# I'm So Sad and Angry....



## stepswork4me (Mar 21, 2011)

My wife and I've been together for almost 9 years and married for 3 1/2. She's moving out this week and I just feel lost. We fell in love quickly, had sex 3 months into the relationship, and she moved in with me 6 months into it. Things have been good for the most part, at least I thought so, for most of our time together.

We've held each other and cried more over the last few days than I think we ever have. We still love each other and are going to try to work things out, but I'm really fearful of us not having anytime together really hurting our hopes. I work 3rd shift and rarely get to spend time with her already. 

From what I'm getting from her, we don't have sex enough and haven't for a long time. She resents me for feeling unwanted and I don't know what to do to make my libido raise. I've just changed my diet, quit smoking, and started taking a supplement to help with my testosterone production within the last week to help on the physical side. The emotional side is a mess too, though. She's distant and there is no holding, kissing, or anything else. I just can't get into it sexually without the emotional connection or some loving prelude.

Sorry to unload.... I'm just lost, sad, and angry.


----------



## Oak (Mar 21, 2011)

Welcome aboard Steps. The TAM family is very supportive and I feel sure they will help you sound out your emotions.

May I ask what your sexual relationship was like prior to the decline? Was it ever more prevalent?

I agree that desire comes first, but sometimes just breaking the routine can help. There is a book called "The Sex Starved Marriage" that I would recommend you read. The book gives you both perspectives ( hi and lo libido) and some ways to understand them.

Good luck!


----------



## stepswork4me (Mar 21, 2011)

Oak said:


> Welcome aboard Steps. The TAM family is very supportive and I feel sure they will help you sound out your emotions.
> 
> May I ask what your sexual relationship was like prior to the decline? Was it ever more prevalent?
> 
> ...


When we first got together our sex life was great! 3 years in my desire for sex with her decreased and I found myself looking at a lot of porn. I'm a recovering drug addict, so I addressed it in my step work. Somewhere around that time we took her crazy teenage cousin into our home and sex got even stranger having a kid in the house. It made me nervous. She lived with us for two years and it almost killed my wife. The kid had serious mental and emotional issues. At the end of it, my wife accused me of being gay because we only had sex about once a month. Almost three years ago, we put the girl into states custody and have tried to heal our relationship since. We ended up moving and the only employment I could find was 3rd shift which gave us very little time together, made me tired all the time, and limited our sex again. I just can't get into it so I'm trying to do what I can to raise my libido naturally.
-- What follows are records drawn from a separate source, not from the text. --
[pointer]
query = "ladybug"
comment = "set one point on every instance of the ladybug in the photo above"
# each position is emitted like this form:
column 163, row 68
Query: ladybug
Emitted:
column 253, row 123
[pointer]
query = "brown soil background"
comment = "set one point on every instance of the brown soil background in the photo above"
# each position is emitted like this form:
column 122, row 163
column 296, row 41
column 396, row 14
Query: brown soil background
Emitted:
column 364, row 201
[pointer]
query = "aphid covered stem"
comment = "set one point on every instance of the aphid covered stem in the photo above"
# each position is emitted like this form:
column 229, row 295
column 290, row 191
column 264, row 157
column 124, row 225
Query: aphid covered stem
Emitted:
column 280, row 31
I'm really careful with meds because of my history.

Thanks for listening


----------



## Oak (Mar 21, 2011)

Hmm well first off I want give you a disclaimer for IC (individual counseling) as you have a complex background. It would probably help if you are not doing it already. A lot of times it is available through work free of charge.
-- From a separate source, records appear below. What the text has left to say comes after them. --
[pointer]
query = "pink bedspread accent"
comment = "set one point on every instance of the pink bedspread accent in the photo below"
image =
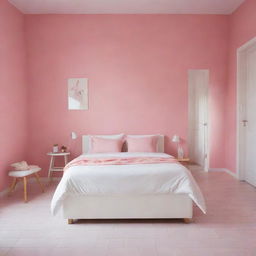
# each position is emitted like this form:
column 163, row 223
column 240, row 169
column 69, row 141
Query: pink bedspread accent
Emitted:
column 119, row 161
That said, ALL of the reasons you mentioned are certainly once that would could cause a drop in sex drive: stress, family in the house, moving, time in the relationship, adjusting sleep patterns. They all can factor in. 

If you were looking at porn though, it sounds like you still felt some physical desire just not for your wife. Did you address all these concerns with her about your discomfort with sex? Are you physically attracted to her?


----------



## stepswork4me (Mar 21, 2011)

We've talked it to death, if that makes sense. I am physically attracted to her. I do, however, resent her anger, distance, expectations, push to bring the kid in, push to move.... I feel like it's her way or no way.... Like I said, it's hard for me to be physically there with so much disconnect. The only time in my life when sex was just a physical act was when I was drunk or high. I haven't drank or drugged in almost 11 years and have only had monogamous relationships since.

We're both gonna seek some individual counseling.


----------



## stepswork4me (Mar 21, 2011)

Well... she's not moved out yet and I'm struggling not to break down in tears every time I think about it or look at her. She'll be home in a bit and is bringing home dinner.... SIGH.... I'm taking a personal day at work. I haven't slept and can't go supervise and direct a bunch of guys in this condition.


----------



## Crankshaw (Jan 12, 2011)

stepswork4me said:


> We've talked it to death, if that makes sense.


Stop talking about it then, talk about other things, let things try to settle down a little.



> I am physically attracted to her. I do, however, resent her anger, distance, expectations, push to bring the kid in, push to move.... I feel like it's her way or no way.... Like I said, it's hard for me to be physically there with so much disconnect.


gotta try and let go of the anger etc. Maybe she just wants her alpha male back.



> We're both gonna seek some individual counseling.


good move, blast out all you want in IC, but at home, keep it calm, don't get baited into things you are sure will lead to more discontent.


----------



## PBear (Nov 16, 2010)

Have you been through a physical to rule out anything to that regard? Can you suck it up and give her what she wants, to see if by doing that it re-kindles the emotional side? And I mean that in a supportive way... Basically, are you willing to put aside your hurt feelings to try to break the impasse.

What have you done to try to raise your testosterone levels? Again, getting tested to see if there's an issue there, or if the problem is between the ears... There's been a number of posts in the Man's Forum dealing with that, including a number of natural suggestions.

C


----------



## Crankshaw (Jan 12, 2011)

PBear;279609
What have you done to try to raise your testosterone levels? [/QUOTE said:


> had that test, mine were normal to just above normal, didn't help with the low sex drive though


----------